I am trying to find whether the following is stable absolutely using the improved Euler and the Adams-Bashforth 2 scheme,
$u'=\begin{bmatrix} -20&0&0\\ 20&-1&0\\0&1&0\end{bmatrix}u=Au$, where the timestep is $\frac{1}{2}$.
From my notes we know that for $u'=\lambda u$ is absolutely stable iff $|1+h\lambda|<1$. But I am confused as to what the `$\lambda$' is. Is it simply the eigenvalue(s) of the problem, which then confuses me if we are using other methods, or is it just a scalar? If it is the eigenvalues, then how to do you derive the absolute stability for the system using the Adams-Bashforth 2 scheme?

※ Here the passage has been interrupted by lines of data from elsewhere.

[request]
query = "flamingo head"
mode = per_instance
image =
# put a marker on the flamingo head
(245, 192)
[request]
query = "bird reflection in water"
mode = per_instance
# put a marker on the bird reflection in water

So far I found, for Euler, that $\lambda=-20,-1,-0.1$ which is not stable for our timestep. However for deriving the stability for the Adams-Bashforth I got as far as,
$$u^{n+1}=u^nA(1-\frac{A}{2}+\frac{A^2}{4})$$
but struggle as to how to proceed. Any advice would be appreciated.
Best Answer
In the improved Euler method, your ODE gives the step \begin{align} k_1&=Au_n\\ k_2&=A(u_n+hk_1)=(A+hA^2)u_n\\ u_{n+1}&=u_n+\frac h2 (k_1+k_2)=(I+hA+\frac{h^2}2A^2)u_n \end{align} What you want for stability is that the matrix factor is contracting if all eigenvalues of $A$ have negative part. That means you need to find $h$ so that $|1+(1+hλ)^2|<2$ for all relevant eigenvalues.
In the most simple Adams-Bashford method $u_{n+1}=u_n+\frac h2(3Au_n-Au_{n-1})$ you actually need to solve the linear recursion problem. Considering the eigenspaces this again reduces to an equation for the eigenvalues, the characteristic equation of the recursion for an eigenvalue $λ$ is $$ q^2=q+\frac h2(3λq-λ) $$ which has roots around $q=1+hλ$ and $q=\dfrac{hλ}{2+3hλ}$, compute the exact values with the solution formula, which both need to have absolute value smaller $1$.